Le coronavirus transforme les camps de réfugiés grecs en camps de la mort

La propagation du coronavirus dans le monde continue de s'accélérer. Selon l'Organisation mondiale de la santé (OMS), l'Europe est désormais la partie du monde la plus touchée par la maladie. Mais les personnes vivant dans les camps de réfugiés sur les îles grecques ont été livrées à elles-mêmes. Les camps d'internement surpeuplés de Lesbos, Chios, Samos et Kos seront ainsi rapidement transformés en camps de la mort.

Médecins sans frontières (MSF) ont mis en garde dans une déclaration du 12 mars sur le danger d'une propagation incontrôlable du coronavirus dans le camp après qu'un résident de Lesbos a été diagnostiqué avec le COVID-19.

«Il serait impossible de maîtriser une épidémie dans un camp où les conditions ressemblent à celles de Lesbos, Chios, Samos, Leros ou Kos», a déclaré Hilde Vochten, coordinatrice médicale de MSF en Grèce. «Nous n'avons pas encore reçu de plan d'urgence crédible qui apporterait une protection et traitement aux personnes qui y vivent.»

La situation a empiré lundi. Dans le camp de Moria à Lesbos, un incendie s'est déclaré, coûtant la vie à une fillette de six ans. Les pompiers ne pouvaient pas atteindre le feu immédiatement, ce qui a fait que l'incendie s’est propagé pendant une heure en raison de la proximité des conteneurs utilisés comme logements.

Les conditions d'hygiène intolérables dans les camps d'internement empêchent même l’adoption de mesures de protection les plus élémentaire. Dans le camp de Moria, que l'Union européenne (UE) a établi pour 3000 personnes en attente du traitement de leurs demandes d’asile, 20.000 personnes y croupissent sans aucune issue de secours si le coronavirus se déclare.

«Dans certaines parties du camp de Moria à Lesbos, il n'y a qu'un seul robinet d'eau pour 1300 personnes et aucun savon n'est disponible», a déclaré Vochten. Les familles de cinq et six personnes ont à peine trois mètres carrés d'espace. Il n'y a pas de structures permanentes d'hébergement et la plupart des réfugiés passent la nuit sous des bâches en plastique.

Pour les réfugiés, «il est tout simplement impossible de suivre les mesures recommandées, à savoir se laver régulièrement les mains et pratiquer la distanciation sociale», a poursuivi Vochten.

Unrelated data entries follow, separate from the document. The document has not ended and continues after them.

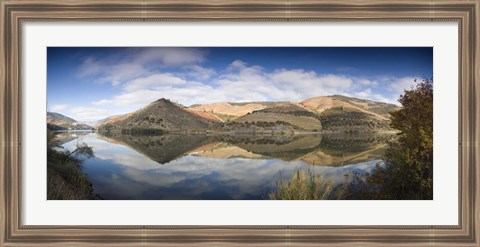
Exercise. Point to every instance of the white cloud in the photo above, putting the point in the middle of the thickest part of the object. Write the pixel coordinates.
(398, 85)
(168, 56)
(58, 107)
(200, 73)
(241, 83)
(137, 62)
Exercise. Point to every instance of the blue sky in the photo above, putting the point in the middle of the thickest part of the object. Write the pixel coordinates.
(90, 83)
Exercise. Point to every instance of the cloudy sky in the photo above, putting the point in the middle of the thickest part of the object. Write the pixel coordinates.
(88, 83)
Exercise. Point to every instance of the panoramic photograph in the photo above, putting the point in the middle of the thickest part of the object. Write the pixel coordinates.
(239, 123)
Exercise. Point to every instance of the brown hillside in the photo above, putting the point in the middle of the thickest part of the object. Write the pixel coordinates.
(162, 115)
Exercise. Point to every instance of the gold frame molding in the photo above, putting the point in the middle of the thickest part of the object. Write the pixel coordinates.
(15, 12)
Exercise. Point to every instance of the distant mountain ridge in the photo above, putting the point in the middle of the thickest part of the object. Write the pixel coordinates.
(57, 121)
(323, 113)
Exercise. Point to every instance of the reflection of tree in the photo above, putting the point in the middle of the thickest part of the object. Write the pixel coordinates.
(408, 170)
(313, 149)
(65, 178)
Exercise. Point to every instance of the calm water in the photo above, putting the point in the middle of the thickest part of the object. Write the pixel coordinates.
(178, 167)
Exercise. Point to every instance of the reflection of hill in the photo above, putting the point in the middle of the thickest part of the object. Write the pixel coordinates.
(160, 148)
(324, 150)
(222, 150)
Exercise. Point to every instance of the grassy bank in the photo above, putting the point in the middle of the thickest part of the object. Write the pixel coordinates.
(65, 179)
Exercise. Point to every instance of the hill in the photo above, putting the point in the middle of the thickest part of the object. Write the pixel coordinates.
(159, 116)
(228, 111)
(324, 113)
(377, 109)
(57, 121)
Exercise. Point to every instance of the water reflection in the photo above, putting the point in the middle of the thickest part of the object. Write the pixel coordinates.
(203, 167)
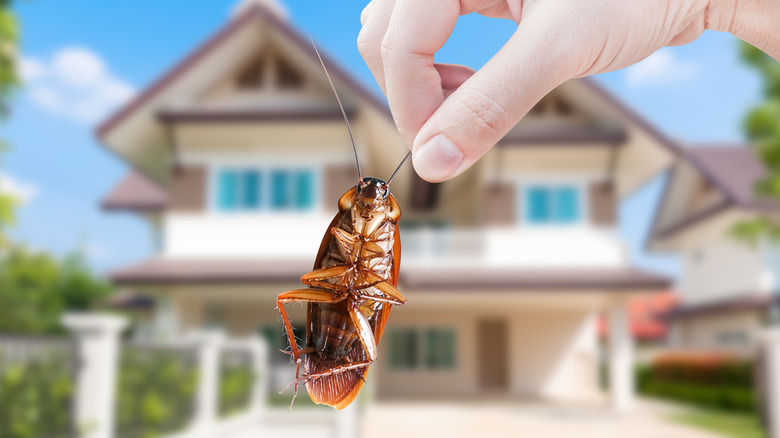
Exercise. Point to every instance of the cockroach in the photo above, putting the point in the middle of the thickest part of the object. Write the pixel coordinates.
(351, 290)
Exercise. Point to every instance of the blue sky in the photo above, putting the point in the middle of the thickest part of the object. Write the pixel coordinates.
(696, 93)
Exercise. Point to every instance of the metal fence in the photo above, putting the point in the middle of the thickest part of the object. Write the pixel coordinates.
(156, 390)
(37, 376)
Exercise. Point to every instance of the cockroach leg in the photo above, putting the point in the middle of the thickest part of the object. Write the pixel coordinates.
(325, 273)
(364, 332)
(310, 295)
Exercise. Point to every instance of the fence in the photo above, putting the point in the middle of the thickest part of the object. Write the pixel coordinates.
(36, 387)
(95, 386)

Mais cela ne s’arrête pas là: il n'y a absolument aucun système de santé qui fonctionne dans le camp, sans parler d'un plan pour identifier, traiter et isoler les personnes infectées.

Médecins sans frontières demande donc l'évacuation immédiate des camps grecs. Florian Westphal, chef opérationnel de Médecins sans frontières en Allemagne, a déclaré: «Il était déjà irresponsable de permettre aux demandeurs d'asile de vivre dans de telles conditions dans le cadre de la politique européenne de dissuasion. Mais la poursuite de cette politique dans les conditions actuelles frôle la criminalité si rien n'est fait pour les protéger.»

Mais c'est exactement le contraire qui se produit. Le système de santé grec, dévasté par l'austérité imposée par l'UE, n'est pas en mesure de fournir des tests suffisants pour identifier les personnes infectées, sans parler de la prise en charge des malades du COVID-19. Dans cette situation, les réfugiés sont des boucs émissaires et exposés à des mesures policières draconiennes sans précédent depuis la chute de la junte militaire grecque.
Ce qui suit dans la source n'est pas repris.